They did most of their damage against Skubal’s two best pitches, his four-seam fastball and slider, which was a clue to what his problem has been — locating pitches to his glove side, in on right-handed hitters and away to lefties.

“I haven’t been able to drive the four-seamer and slider to the glove side as well as I’d like to,” he said. “It’s something I have to take a look at and watch video to see it there is anything mechanically that I’ve changed. Because mentally I feel like I’m doing the same thing I’ve always been doing.

“I need to look into that and see what I can find.”

Skubal was better after the first but he was still falling behind hitters, giving up a solo homer to Jonah Heim after falling behind 3-1. Heim doubled in two runs in the first inning.

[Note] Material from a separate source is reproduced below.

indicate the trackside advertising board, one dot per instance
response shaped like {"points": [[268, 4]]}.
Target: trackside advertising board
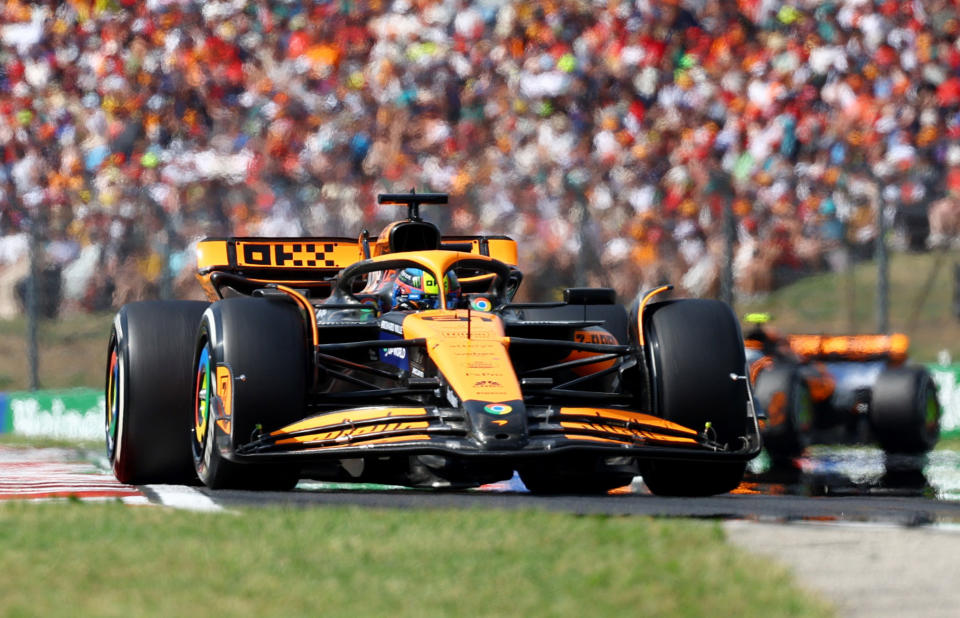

“Location is key,” Hinch siad. “He couldn’t finish off hitters. That hurt him, as well. He gave up some two-strike hits and that’s an indication of missing location and maybe they were seeing him a little too good.”

Skubal was asked if felt any extra pressure knowing the offense was struggling to score runs lately.

“No, not at all,” he said. “I don’t try to put anything like that on myself. My job is to put our team in position to win a ballgame and I didn’t do that tonight.”

You could hear a pin drop in the clubhouse afterward. There was no music playing and very little conversation.

“It’s baseball at this level — it’s a game of failure,” Grossman said. “It’s something you have to overcome. You continue to show up and put your best foot forward. Things will turn.”